Textus Receptus Bibles
King James Bible 1611
24:1 | Why, seeing Times are not hidden from the Almightie, doe they, that know him not, see his dayes? |
24:2 | Some remooue the land-markes; they violently take away flocks, and feed thereof. |
24:3 | They driue away the asse of the fatherlesse, they take the widowes oxe for a pledge. |
24:4 | They turne the needy out of the way: the poore of the earth hide themselues together. |
24:5 | Behold, as wilde asses in the desart, goe they foorth to their worke, rising betimes for a pray: the wildernes yeeldeth food for them, and for their children. |
24:6 | They reape euery one his corne in the fielde: and they gather the vintage of the wicked. |
24:7 | They cause the naked to lodge without clothing, that they haue no couering in the cold. |
24:8 | They are wet with the showres of the mountaines, and imbrace the rocke for want of a shelter. |
24:9 | They plucke the fatherlesse from the brest, and take a pledge of the poore. |
24:10 | They cause him to go naked without clothing: and they take away the sheafe from the hungry, |
24:11 | Which make oyle within their walles, and tread their winepresses, and suffer thirst. |
24:12 | Men groane from out of the city, and the soule of the wounded crieth out: yet God layeth not folly to them. |
24:13 | They are of those that rebell against the light, they know not the wayes thereof, nor abide in the pathes thereof. |
24:14 | The murderer rising with the light, killeth the poore and needy, and in the night is as a thiefe. |
24:15 | The eye also of the adulterer waiteth for the twilight, saying, No eye shall see me: and disguiseth his face. |
24:16 | In the darke they digge through houses which they had marked for themselues in the day time: they know not the light. |
24:17 | For the morning is to them euen as the shadow of death: if one know them, they are in the terrours of the shadow of death. |
24:18 | Hee is swift as the waters, their portion is cursed in the earth: he beholdeth not the way of the Uineyards. |
24:19 | Drought and heate consume the snow waters: so doeth the graue those which haue sinned. |
24:20 | The wombe shall forget him, the worme shall feed sweetly on him, hee shall be no more remembred, and wickednes shalbe broken as a tree. |
24:21 | He euill intreateth the barren, that beareth not: and doeth not good to the widow. |
24:22 | He draweth also the mighty with his power: he riseth vp, and no man is sure of life. |
24:23 | Though it be giuen him to be in safety, whereon he resteth; yet his eyes are vpon their wayes. |
24:24 | They are exalted for a litle while, but are gone and brought low, they are taken out of the way as al other, and cut off as the tops of the eares of corne. |
24:25 | And if it be not so now, who will make mee a liar, and make my speach nothing worth? |
King James Bible 1611
The commissioning of the King James Bible took place at a conference at the Hampton Court Palace in London England in 1604. When King James came to the throne he wanted unity and stability in the church and state, but was well aware that the diversity of his constituents had to be considered. There were the Papists who longed for the English church to return to the Roman Catholic fold and the Latin Vulgate. There were Puritans, loyal to the crown but wanting even more distance from Rome. The Puritans used the Geneva Bible which contained footnotes that the king regarded as seditious. The Traditionalists made up of Bishops of the Anglican Church wanted to retain the Bishops Bible.

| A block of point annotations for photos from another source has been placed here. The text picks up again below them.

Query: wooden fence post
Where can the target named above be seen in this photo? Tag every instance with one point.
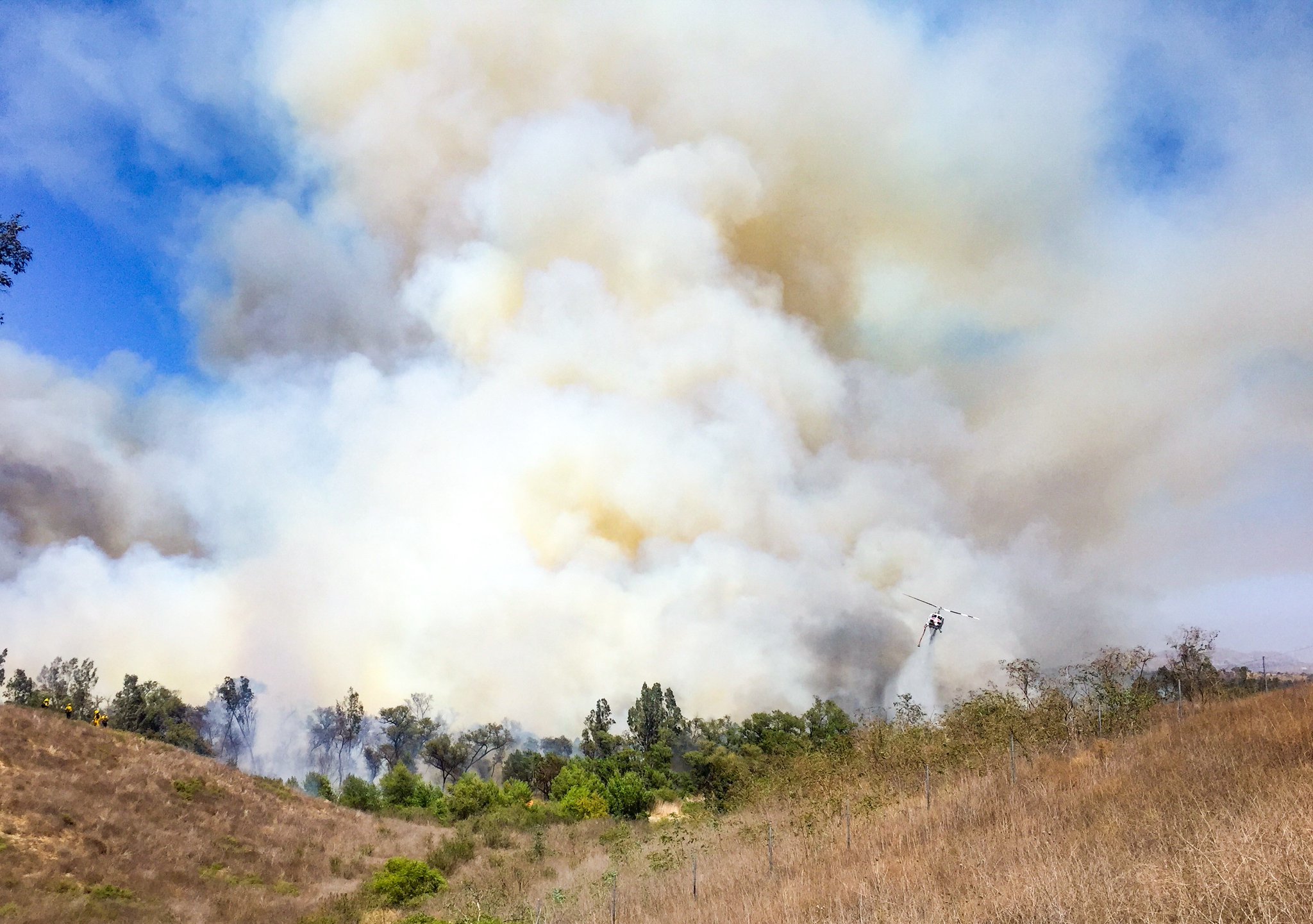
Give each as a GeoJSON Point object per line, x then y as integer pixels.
{"type": "Point", "coordinates": [1011, 758]}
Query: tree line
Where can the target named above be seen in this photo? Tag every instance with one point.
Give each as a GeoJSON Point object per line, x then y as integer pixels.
{"type": "Point", "coordinates": [406, 759]}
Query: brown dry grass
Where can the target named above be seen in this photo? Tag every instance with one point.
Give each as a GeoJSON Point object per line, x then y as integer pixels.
{"type": "Point", "coordinates": [87, 811]}
{"type": "Point", "coordinates": [1206, 821]}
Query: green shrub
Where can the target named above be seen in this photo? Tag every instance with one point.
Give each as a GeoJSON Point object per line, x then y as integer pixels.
{"type": "Point", "coordinates": [471, 796]}
{"type": "Point", "coordinates": [192, 788]}
{"type": "Point", "coordinates": [574, 775]}
{"type": "Point", "coordinates": [319, 787]}
{"type": "Point", "coordinates": [516, 793]}
{"type": "Point", "coordinates": [720, 776]}
{"type": "Point", "coordinates": [402, 788]}
{"type": "Point", "coordinates": [108, 893]}
{"type": "Point", "coordinates": [359, 794]}
{"type": "Point", "coordinates": [403, 880]}
{"type": "Point", "coordinates": [582, 802]}
{"type": "Point", "coordinates": [626, 797]}
{"type": "Point", "coordinates": [451, 853]}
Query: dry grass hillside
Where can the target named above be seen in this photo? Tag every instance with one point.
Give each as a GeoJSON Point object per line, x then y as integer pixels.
{"type": "Point", "coordinates": [1205, 819]}
{"type": "Point", "coordinates": [99, 825]}
{"type": "Point", "coordinates": [1210, 819]}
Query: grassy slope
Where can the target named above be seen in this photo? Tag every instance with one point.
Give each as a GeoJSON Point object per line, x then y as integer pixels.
{"type": "Point", "coordinates": [87, 809]}
{"type": "Point", "coordinates": [1206, 821]}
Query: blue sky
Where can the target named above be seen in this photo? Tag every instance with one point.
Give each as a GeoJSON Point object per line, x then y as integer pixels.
{"type": "Point", "coordinates": [112, 222]}
{"type": "Point", "coordinates": [125, 122]}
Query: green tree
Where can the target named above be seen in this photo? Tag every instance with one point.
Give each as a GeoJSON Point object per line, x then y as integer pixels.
{"type": "Point", "coordinates": [576, 775]}
{"type": "Point", "coordinates": [1024, 675]}
{"type": "Point", "coordinates": [359, 794]}
{"type": "Point", "coordinates": [447, 755]}
{"type": "Point", "coordinates": [654, 717]}
{"type": "Point", "coordinates": [13, 255]}
{"type": "Point", "coordinates": [472, 796]}
{"type": "Point", "coordinates": [156, 712]}
{"type": "Point", "coordinates": [522, 766]}
{"type": "Point", "coordinates": [776, 733]}
{"type": "Point", "coordinates": [21, 689]}
{"type": "Point", "coordinates": [319, 787]}
{"type": "Point", "coordinates": [720, 776]}
{"type": "Point", "coordinates": [628, 797]}
{"type": "Point", "coordinates": [71, 682]}
{"type": "Point", "coordinates": [402, 788]}
{"type": "Point", "coordinates": [1190, 663]}
{"type": "Point", "coordinates": [558, 746]}
{"type": "Point", "coordinates": [582, 803]}
{"type": "Point", "coordinates": [233, 719]}
{"type": "Point", "coordinates": [348, 726]}
{"type": "Point", "coordinates": [828, 725]}
{"type": "Point", "coordinates": [596, 741]}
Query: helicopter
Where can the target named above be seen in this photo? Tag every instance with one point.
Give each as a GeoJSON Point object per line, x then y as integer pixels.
{"type": "Point", "coordinates": [935, 624]}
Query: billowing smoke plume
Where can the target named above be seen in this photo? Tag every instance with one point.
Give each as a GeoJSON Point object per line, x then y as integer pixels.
{"type": "Point", "coordinates": [670, 340]}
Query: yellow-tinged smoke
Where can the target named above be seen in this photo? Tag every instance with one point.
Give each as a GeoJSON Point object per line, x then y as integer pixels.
{"type": "Point", "coordinates": [661, 340]}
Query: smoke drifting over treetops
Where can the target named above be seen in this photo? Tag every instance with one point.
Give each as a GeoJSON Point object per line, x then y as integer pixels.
{"type": "Point", "coordinates": [595, 343]}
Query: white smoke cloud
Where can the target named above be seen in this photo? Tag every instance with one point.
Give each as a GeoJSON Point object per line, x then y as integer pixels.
{"type": "Point", "coordinates": [662, 342]}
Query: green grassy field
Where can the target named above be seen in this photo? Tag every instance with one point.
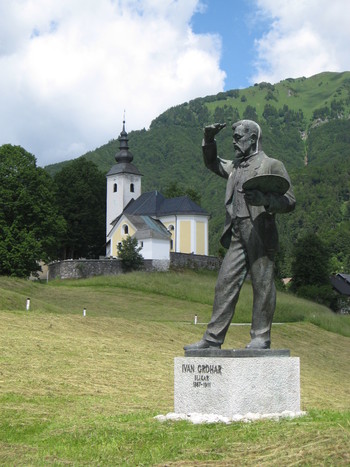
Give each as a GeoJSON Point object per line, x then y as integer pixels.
{"type": "Point", "coordinates": [84, 391]}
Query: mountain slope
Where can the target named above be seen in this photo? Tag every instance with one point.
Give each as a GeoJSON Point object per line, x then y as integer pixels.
{"type": "Point", "coordinates": [305, 123]}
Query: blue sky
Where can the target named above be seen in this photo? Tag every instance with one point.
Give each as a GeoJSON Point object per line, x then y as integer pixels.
{"type": "Point", "coordinates": [69, 68]}
{"type": "Point", "coordinates": [238, 27]}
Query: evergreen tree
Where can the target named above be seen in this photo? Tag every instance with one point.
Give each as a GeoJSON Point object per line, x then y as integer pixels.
{"type": "Point", "coordinates": [29, 220]}
{"type": "Point", "coordinates": [310, 265]}
{"type": "Point", "coordinates": [129, 253]}
{"type": "Point", "coordinates": [82, 201]}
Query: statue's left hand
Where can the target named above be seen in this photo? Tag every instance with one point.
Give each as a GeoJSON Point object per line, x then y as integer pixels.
{"type": "Point", "coordinates": [256, 198]}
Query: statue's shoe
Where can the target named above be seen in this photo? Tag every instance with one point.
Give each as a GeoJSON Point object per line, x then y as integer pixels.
{"type": "Point", "coordinates": [202, 344]}
{"type": "Point", "coordinates": [258, 343]}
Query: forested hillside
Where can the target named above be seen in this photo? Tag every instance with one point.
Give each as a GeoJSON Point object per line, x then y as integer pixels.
{"type": "Point", "coordinates": [305, 123]}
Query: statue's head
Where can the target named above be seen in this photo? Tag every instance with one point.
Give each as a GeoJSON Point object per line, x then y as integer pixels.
{"type": "Point", "coordinates": [246, 138]}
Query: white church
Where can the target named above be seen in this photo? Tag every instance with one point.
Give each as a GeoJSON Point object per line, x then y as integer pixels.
{"type": "Point", "coordinates": [160, 225]}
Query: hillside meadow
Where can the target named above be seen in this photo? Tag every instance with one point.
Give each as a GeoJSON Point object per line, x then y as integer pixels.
{"type": "Point", "coordinates": [78, 390]}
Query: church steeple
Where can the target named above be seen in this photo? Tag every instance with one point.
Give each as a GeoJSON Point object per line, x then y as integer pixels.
{"type": "Point", "coordinates": [123, 181]}
{"type": "Point", "coordinates": [124, 155]}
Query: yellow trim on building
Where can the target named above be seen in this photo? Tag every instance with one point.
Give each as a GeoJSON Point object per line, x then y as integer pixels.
{"type": "Point", "coordinates": [200, 238]}
{"type": "Point", "coordinates": [185, 237]}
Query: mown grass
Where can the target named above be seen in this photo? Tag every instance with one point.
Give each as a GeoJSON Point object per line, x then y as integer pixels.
{"type": "Point", "coordinates": [84, 391]}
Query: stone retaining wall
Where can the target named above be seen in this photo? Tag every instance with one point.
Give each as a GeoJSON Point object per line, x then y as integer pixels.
{"type": "Point", "coordinates": [83, 268]}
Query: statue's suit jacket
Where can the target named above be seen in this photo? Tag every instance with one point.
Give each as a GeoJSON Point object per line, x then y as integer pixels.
{"type": "Point", "coordinates": [263, 217]}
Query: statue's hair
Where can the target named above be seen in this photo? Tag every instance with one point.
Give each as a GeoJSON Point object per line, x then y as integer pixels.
{"type": "Point", "coordinates": [250, 127]}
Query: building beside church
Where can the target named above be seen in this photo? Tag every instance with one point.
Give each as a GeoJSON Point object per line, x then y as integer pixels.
{"type": "Point", "coordinates": [159, 224]}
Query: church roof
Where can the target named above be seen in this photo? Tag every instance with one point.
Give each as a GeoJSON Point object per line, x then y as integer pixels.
{"type": "Point", "coordinates": [146, 227]}
{"type": "Point", "coordinates": [154, 203]}
{"type": "Point", "coordinates": [124, 167]}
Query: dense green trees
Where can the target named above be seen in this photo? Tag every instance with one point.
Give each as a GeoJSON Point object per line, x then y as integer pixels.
{"type": "Point", "coordinates": [311, 270]}
{"type": "Point", "coordinates": [81, 198]}
{"type": "Point", "coordinates": [30, 225]}
{"type": "Point", "coordinates": [316, 154]}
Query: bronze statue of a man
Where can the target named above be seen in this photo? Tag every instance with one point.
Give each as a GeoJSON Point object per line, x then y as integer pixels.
{"type": "Point", "coordinates": [250, 232]}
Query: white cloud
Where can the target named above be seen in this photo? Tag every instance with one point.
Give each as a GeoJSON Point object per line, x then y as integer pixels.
{"type": "Point", "coordinates": [305, 37]}
{"type": "Point", "coordinates": [70, 67]}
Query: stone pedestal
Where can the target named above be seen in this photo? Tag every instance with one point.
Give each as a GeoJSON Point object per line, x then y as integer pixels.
{"type": "Point", "coordinates": [229, 385]}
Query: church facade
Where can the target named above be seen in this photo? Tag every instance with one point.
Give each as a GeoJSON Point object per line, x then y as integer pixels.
{"type": "Point", "coordinates": [160, 225]}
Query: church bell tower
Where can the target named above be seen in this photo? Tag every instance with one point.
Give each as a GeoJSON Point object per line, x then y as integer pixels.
{"type": "Point", "coordinates": [123, 181]}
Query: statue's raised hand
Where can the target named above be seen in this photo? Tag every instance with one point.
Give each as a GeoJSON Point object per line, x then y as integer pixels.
{"type": "Point", "coordinates": [211, 131]}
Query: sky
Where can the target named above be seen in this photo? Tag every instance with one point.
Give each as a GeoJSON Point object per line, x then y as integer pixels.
{"type": "Point", "coordinates": [70, 68]}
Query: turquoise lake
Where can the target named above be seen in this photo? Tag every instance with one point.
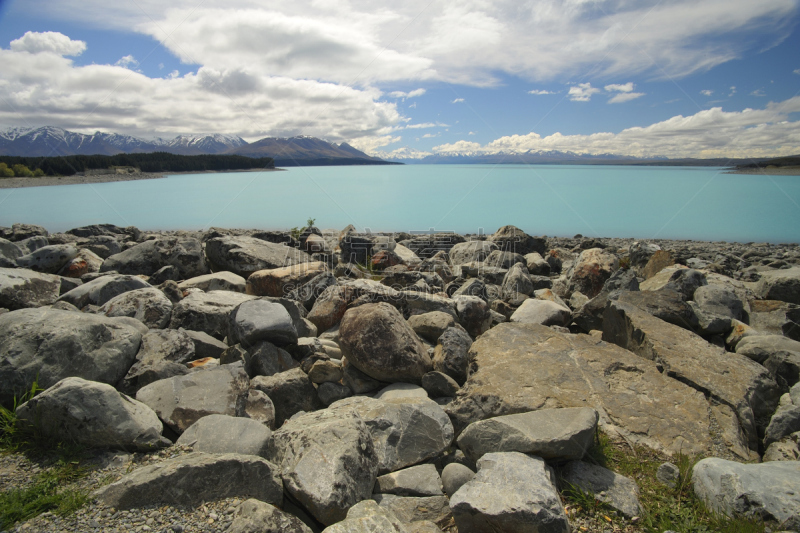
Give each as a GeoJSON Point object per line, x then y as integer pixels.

The king commissioned a new English translation to be made by over fifty scholars representing the Puritans and Traditionalists. They took into consideration: the Tyndale New Testament, the Matthews Bible, the Great Bible and the Geneva Bible. The great revision of the Bible had begun. From 1605 to 1606 the scholars engaged in private research. From 1607 to 1609 the work was assembled. In 1610 the work went to press, and in 1611 the first of the huge (16 inch tall) pulpit folios known today as "The 1611 King James Bible" came off the printing press.